In 2020, a man disgruntled with U.S. District Judge Esther Salas came to her New Jersey home disguised as a deliveryman and fatally shot her 20-year-old son while wounding her husband. New Jersey officials responded later that year by enacting a law that exempted the home addresses of current or retired judges, prosecutors and law enforcement officers from disclosure under public records laws. The measure, called Daniel’s Law in honor of the judge’s son, also allowed covered officials to ask businesses or individuals to remove their home addresses from internet sites they control.
Though some states already had similar laws, the New Jersey case provided an impetus for action elsewhere. Most states now have laws prohibiting governmental entities from disclosing the home addresses of at least some public employees, with judges among the most commonly protected, according to research by Jodie Gil, an associate journalism professor at Southern Connecticut State University.
A study panel of the Uniform Law Commission, a nonprofit organization that drafts potential legislation for state lawmakers, plans to recommend this spring that a common policy be drafted to exclude judges’ home addresses and certain personal information from public-record disclosures, said Vince DeLiberato, director of Pennsylvania’s Legislative Reference Bureau and chair of the study panel.
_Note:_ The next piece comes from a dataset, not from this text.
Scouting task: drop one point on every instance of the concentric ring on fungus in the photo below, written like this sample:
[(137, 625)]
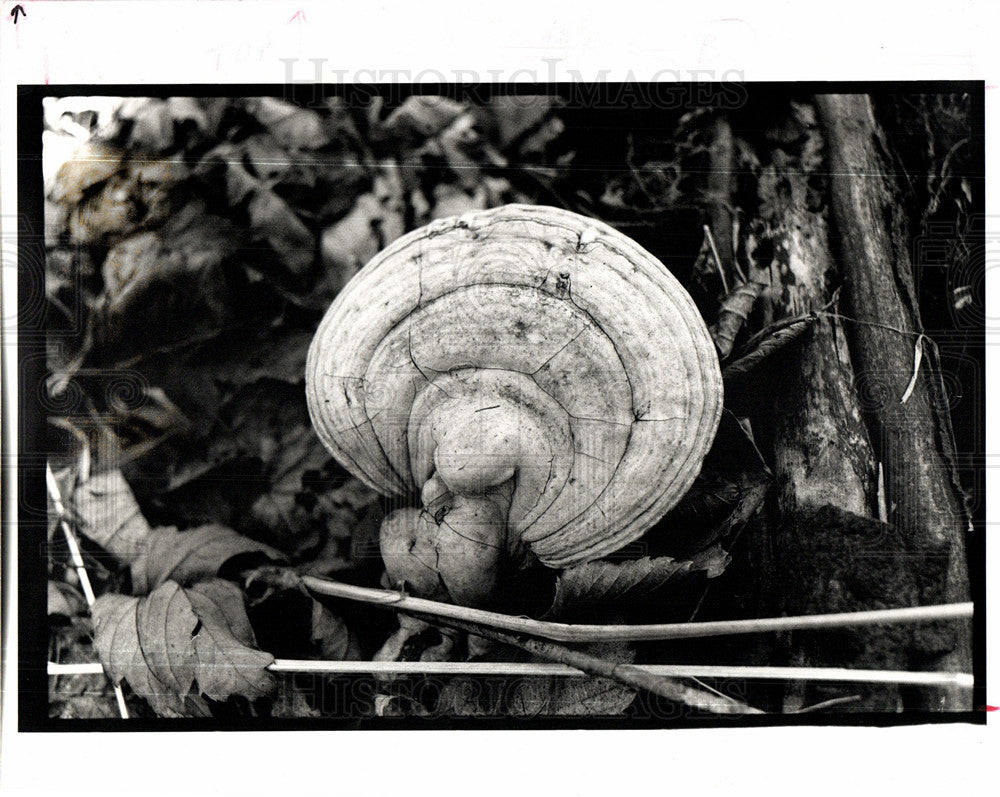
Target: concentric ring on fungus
[(596, 358)]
The policy also could include an option to shield information for other public officials facing threats, he said.
Meanwhile, states are pressing forward with their own information-exemption laws for certain officials.
The Missouri Senate recently voted 30-1 for legislation that allows judges and prosecutors to request that their home addresses, phone numbers, personal email addresses, marital status, children’s identities and other information be removed from public display. The shield would apply not only to government records and websites but also to privately run sites such as online phone directories and internet search engines. That bill is now pending in the House.